Support burden. All four interviewed DCCs saw a strong need to reduce their support burden. More users and more data reuse will overwhelm their already significant activities in user support, both by creating more support requests and by diversifying the requests they do get as user expertise grows. This challenge is addressed in Recommendations 3, 4 and 5.

Obstacles to cooperation. DCCs have limited time to participate in group exercises, and are wary of spending resources to participate in creating a common set of best practices unless they know all of the DCCs will adopt them. Without facilitation by the CFDE, cross-DCC participation is difficult because interactions between the groups are limited, each group has few incentives to adopt the practices of another, for some data and metadata assets no standard exists, and for other assets competing standards may be used by two different DCCs. This challenge is addressed in Recommendations 2, 3, 4, and 5.

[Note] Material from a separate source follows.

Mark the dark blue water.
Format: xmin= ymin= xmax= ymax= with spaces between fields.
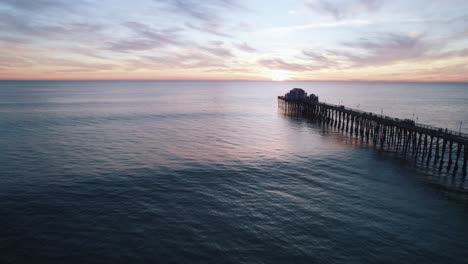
xmin=1 ymin=81 xmax=468 ymax=263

Lack of common practices. The acronym "FAIR" is now a popular term frequently appearing in conference presentations, whitepapers, peer-reviewed literature and NIH RFAs. However, there are no specific criteria for DCCs to operationalize FAIRness, or criteria that should be followed in order to determine if data is more FAIR or not. The absence of rigorous FAIRness criteria also greatly reduces each DCCs motivation to participate in the use of common practices. This challenge is addressed in Recommendations 2, 4 and 5.

Insufficient DCC engagement. Technical cooperation between the DCCs and identification of reusable technical solutions is challenging because DCCs are largely unaware of what technical approaches are being used by other DCCs. More generally, as noted by Kids First, running DCCs is a specialized skill shared by only a handful of people. Regular sharing of challenges, approaches, and solutions between DCCs, with the CFDE, and with Common Fund program officers, could have a significant operational impact. This challenge is addressed in Recommendations 2, 3, 4 and 5.